Write about: the speech.

So I ran out of time and ideas Friday night and didn't get a post scheduled for today before we left Osoyoos. Thankfully they have WiFi here, so I'm able to make amends for that tonight.

Each graduate at the ceremony this morning gave a speech. I wasn't able to catch most of them, as I was watching Max and trying to keep him entertained and somewhat quiet. But we were, of course, there for Kat's turn.

She was magnificent.


I strode on to the balcony to the roaring approval of thousands, my notes held tightly in my sweaty grasp. The smile plastered to my face held steady as I surveyed the people below. My people, now.

A sea change was at hand for our nation. After too long under the fickle thumb of my violent predecessor, it was time to steer our efforts in a new direction. Preferably one which required less bloodshed and oppression.

They needed my words to send that message clearly, leaving no room for misinterpretations or doubt, both to their waiting ears and to the world leaders watching around the globe. And they would. I had spent many hours with the best speech writers money could buy, lost countless nights of sleep to fretting over various paragraphs, sentences, and, on one occasion, a single word.

The speech would do what was required. All I had to do was give it to them before I fainted.

I took a deep breath, placed one hand on the railing before me for support, and opened my mouth.

And that was when a sudden gust came rushing past and blew my notes out and over the palace walls.


Anonymous said...

Oh wow, making people give speeches as part of graduation! That must be tough on the graduates. Having met Kat though, I can quite see her handling the chore of public speaking with dignity and aplomb; I bet she was magnificent!
Your public speaker, on the other hand... not so much dignity and aplomb there :) I was kind of expecting some kind of disaster with the build-up you created, and you delivered neatly!

The speech
The speaker stuttered, and it made for a long speech. Every third or fourth word would cause him to stumble, and the embarrassment of that only made the stutter worse. When the audience could finally tolerate it no longer, they started chorusing the problematic word for him, and though he blushed more crimson than Santa's best suit, he laboured on through his speech.
Four hours later we were let out into freedom.
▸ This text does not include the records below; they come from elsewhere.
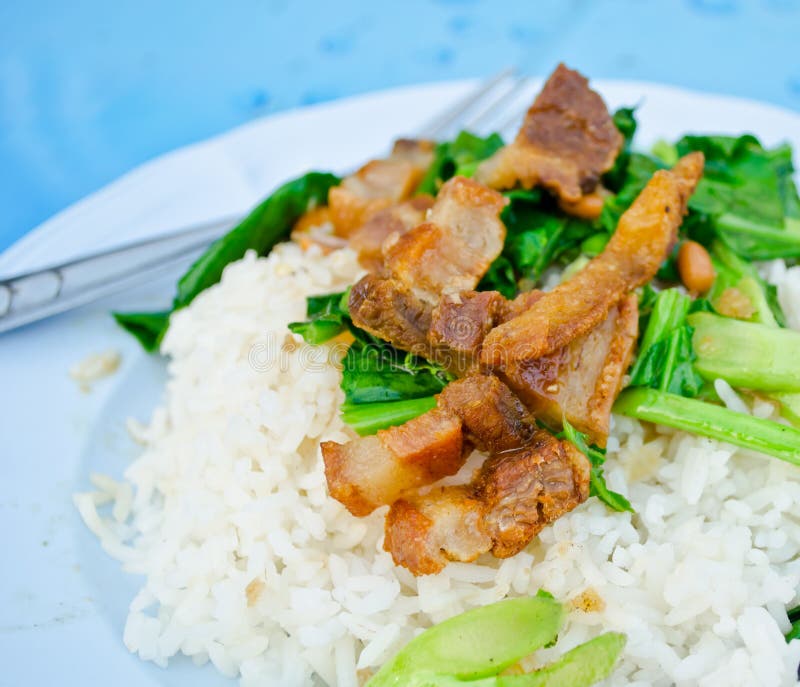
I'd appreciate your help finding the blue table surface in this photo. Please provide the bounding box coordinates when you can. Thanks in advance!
[0,0,800,255]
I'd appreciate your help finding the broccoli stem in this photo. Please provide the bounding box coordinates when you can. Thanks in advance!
[708,241,778,327]
[342,396,436,437]
[497,632,625,687]
[614,389,800,465]
[367,592,564,687]
[639,289,692,357]
[687,312,800,391]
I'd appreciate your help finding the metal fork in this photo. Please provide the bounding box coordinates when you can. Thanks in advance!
[0,69,528,333]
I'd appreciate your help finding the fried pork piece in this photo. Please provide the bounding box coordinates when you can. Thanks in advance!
[328,139,434,237]
[383,430,590,575]
[322,375,534,516]
[428,291,507,373]
[383,486,492,575]
[349,194,433,274]
[321,408,470,517]
[500,294,639,446]
[383,177,508,305]
[481,153,703,368]
[475,64,623,204]
[348,274,435,360]
[437,374,536,453]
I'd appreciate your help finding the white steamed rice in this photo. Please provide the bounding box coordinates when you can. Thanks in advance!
[75,244,800,687]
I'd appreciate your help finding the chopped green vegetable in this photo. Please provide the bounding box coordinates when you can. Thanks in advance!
[478,189,609,298]
[417,131,503,195]
[342,340,453,405]
[630,289,703,396]
[342,396,436,437]
[559,418,633,513]
[707,241,786,327]
[786,606,800,642]
[289,289,352,344]
[367,594,564,687]
[677,135,800,260]
[496,632,626,687]
[687,312,800,391]
[614,388,800,465]
[115,172,339,351]
[367,591,625,687]
[112,310,170,353]
[600,152,665,233]
[769,391,800,425]
[651,139,678,167]
[289,289,453,436]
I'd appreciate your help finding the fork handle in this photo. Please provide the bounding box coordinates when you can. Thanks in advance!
[0,217,239,332]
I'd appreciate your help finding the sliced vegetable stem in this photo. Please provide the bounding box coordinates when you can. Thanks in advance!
[614,389,800,465]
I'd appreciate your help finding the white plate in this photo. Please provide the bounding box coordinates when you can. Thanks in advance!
[0,82,800,687]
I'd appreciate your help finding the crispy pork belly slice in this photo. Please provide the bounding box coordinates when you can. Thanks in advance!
[383,430,590,575]
[499,294,639,446]
[383,177,508,305]
[475,64,623,204]
[349,194,433,274]
[428,291,507,374]
[348,274,433,359]
[473,430,590,558]
[383,487,492,575]
[437,374,536,453]
[481,153,703,367]
[322,408,469,516]
[497,289,544,324]
[328,139,434,237]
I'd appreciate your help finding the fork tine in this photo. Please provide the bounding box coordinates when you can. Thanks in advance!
[464,76,531,131]
[418,67,515,139]
[497,106,528,139]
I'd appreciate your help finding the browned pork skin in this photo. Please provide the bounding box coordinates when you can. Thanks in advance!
[383,430,590,575]
[481,153,703,367]
[506,294,639,446]
[349,194,433,274]
[322,375,534,516]
[383,177,508,304]
[475,64,623,210]
[328,139,434,238]
[321,408,469,517]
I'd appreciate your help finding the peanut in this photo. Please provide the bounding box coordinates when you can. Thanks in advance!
[678,241,716,293]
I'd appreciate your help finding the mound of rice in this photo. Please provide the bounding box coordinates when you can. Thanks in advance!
[76,244,800,687]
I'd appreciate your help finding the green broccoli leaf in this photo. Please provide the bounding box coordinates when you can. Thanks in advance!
[417,131,503,196]
[558,418,634,513]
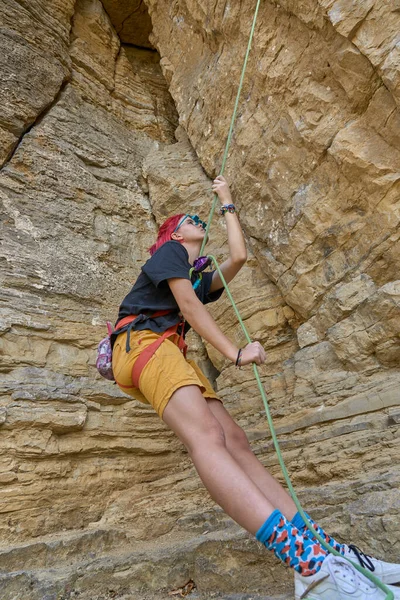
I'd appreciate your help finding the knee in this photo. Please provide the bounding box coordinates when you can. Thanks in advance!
[185,419,226,455]
[226,424,251,455]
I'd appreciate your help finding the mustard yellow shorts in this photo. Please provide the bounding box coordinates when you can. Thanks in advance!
[112,329,220,417]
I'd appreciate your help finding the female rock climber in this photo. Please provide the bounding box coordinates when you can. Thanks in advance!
[113,176,400,600]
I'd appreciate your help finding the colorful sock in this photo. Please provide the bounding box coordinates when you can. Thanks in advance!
[256,510,328,577]
[291,512,345,555]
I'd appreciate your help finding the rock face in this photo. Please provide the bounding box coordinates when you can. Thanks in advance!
[0,0,400,600]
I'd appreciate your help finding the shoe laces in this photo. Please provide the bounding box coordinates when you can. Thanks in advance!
[348,544,375,571]
[329,557,376,591]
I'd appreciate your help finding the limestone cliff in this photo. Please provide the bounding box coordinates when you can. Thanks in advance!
[0,0,400,600]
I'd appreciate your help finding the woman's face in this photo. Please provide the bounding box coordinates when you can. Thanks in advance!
[174,215,206,242]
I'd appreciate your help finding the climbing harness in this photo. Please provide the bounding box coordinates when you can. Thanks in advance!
[195,0,394,600]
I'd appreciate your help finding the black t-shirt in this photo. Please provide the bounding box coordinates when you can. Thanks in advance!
[118,240,224,333]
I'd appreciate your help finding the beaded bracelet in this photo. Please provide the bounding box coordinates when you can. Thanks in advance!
[235,348,242,368]
[219,204,236,216]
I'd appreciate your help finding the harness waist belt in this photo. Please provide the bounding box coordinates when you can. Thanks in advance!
[113,310,187,388]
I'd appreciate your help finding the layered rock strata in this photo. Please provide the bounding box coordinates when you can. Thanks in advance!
[0,0,400,600]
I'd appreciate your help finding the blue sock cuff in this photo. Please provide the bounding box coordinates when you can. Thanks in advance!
[256,509,283,544]
[290,512,306,531]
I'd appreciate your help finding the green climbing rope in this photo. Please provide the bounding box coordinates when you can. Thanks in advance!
[200,0,394,600]
[199,0,261,256]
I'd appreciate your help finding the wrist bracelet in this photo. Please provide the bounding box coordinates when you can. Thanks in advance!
[235,348,242,367]
[219,204,236,216]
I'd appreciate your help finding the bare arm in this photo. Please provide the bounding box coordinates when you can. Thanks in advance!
[210,176,247,292]
[168,278,265,365]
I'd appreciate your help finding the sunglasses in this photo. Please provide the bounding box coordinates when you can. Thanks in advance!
[172,215,207,233]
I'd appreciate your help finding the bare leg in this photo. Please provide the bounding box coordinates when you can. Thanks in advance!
[163,385,275,534]
[207,400,297,521]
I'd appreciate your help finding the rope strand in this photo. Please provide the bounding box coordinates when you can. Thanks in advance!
[194,0,394,600]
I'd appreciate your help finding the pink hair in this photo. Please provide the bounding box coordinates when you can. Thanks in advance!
[149,213,185,256]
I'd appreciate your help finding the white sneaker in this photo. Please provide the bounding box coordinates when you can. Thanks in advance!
[343,544,400,583]
[294,554,400,600]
We blinked in the late afternoon sunlight, slightly bemused because the world no longer seemed to be on echo-reverb.
"He's speaking again next week," said the girl next to me, clutching a small dog to her chest.
"Really?" I asked. "How much more can he say about pathologies of human speech?"

Marc said...

Greg - yeah, it wasn't your typical graduation ceremony. I wish I could have caught more of it, actually.

Love all the little details in your piece. The small dog was a neat touch, I thought.